The brevity of Cohen’s film critiques speaks to a stylistic problem that ShakesFear sometimes suffers from: the “sweeping generalizations” made by the author on a wide range of issues—including those that have been subject to much debate among Shakespeare scholars (22).  Within the span of just a few pages, Cohen puts forth arguments concerning the artistic failures (as he sees them) of As You Like It (247-52). In that same span, he also tries to summarize and debunk post-modernist critiques of Shakespeare (15-20), and he even provides a strident verdict on the issue of the Bard’s authorship of his plays—a topic that has been debated in several full-length books by many scholars (169-71). One could argue that Cohen at least warns his readers that such bold commentary and use of generalizations are not meant to be taken too seriously by readers, but that act only further begs the question: why then does ShakesFear still at times pretend to be something that it is not (22, 175)? Is this book an indispensable work of Shakespeare criticism? Even Cohen admits that it is not: “What you find here is merely my understanding of the plays…My advice to you is to remember that by the time you read this, I won’t myself believe it” (175). Can ShakesFear, however, be used by teachers of all kinds to find new ways of presenting the Bard to students? Absolutely.
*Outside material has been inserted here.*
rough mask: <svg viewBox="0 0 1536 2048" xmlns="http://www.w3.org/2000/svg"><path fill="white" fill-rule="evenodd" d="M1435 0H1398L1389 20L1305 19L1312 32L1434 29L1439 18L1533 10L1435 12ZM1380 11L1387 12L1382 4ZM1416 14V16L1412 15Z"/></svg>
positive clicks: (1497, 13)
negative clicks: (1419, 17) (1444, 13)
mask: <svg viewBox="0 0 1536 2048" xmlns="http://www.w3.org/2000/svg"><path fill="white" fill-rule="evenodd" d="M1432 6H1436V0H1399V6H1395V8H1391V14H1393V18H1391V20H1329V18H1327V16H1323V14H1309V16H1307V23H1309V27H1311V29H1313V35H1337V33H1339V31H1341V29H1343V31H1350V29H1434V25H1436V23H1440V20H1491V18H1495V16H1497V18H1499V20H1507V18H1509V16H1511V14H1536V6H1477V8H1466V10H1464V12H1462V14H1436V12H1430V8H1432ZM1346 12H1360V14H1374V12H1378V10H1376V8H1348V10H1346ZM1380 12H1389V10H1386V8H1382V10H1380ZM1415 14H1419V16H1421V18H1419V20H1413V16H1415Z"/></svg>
At its best, Cohen’s ShakesFear functions as a tool to help educators find how to bring the world’s greatest dramatist to students in the most accessible way. With its wide variety of engaging lessons and its helpful tips for teachers, this book successfully provides educators with the means  for helping students realize that Shakespeare’s plays have universal and timeless appeal—a fact that, if understood by young readers today, can help bring the joys of Shakespeare safely into future generations.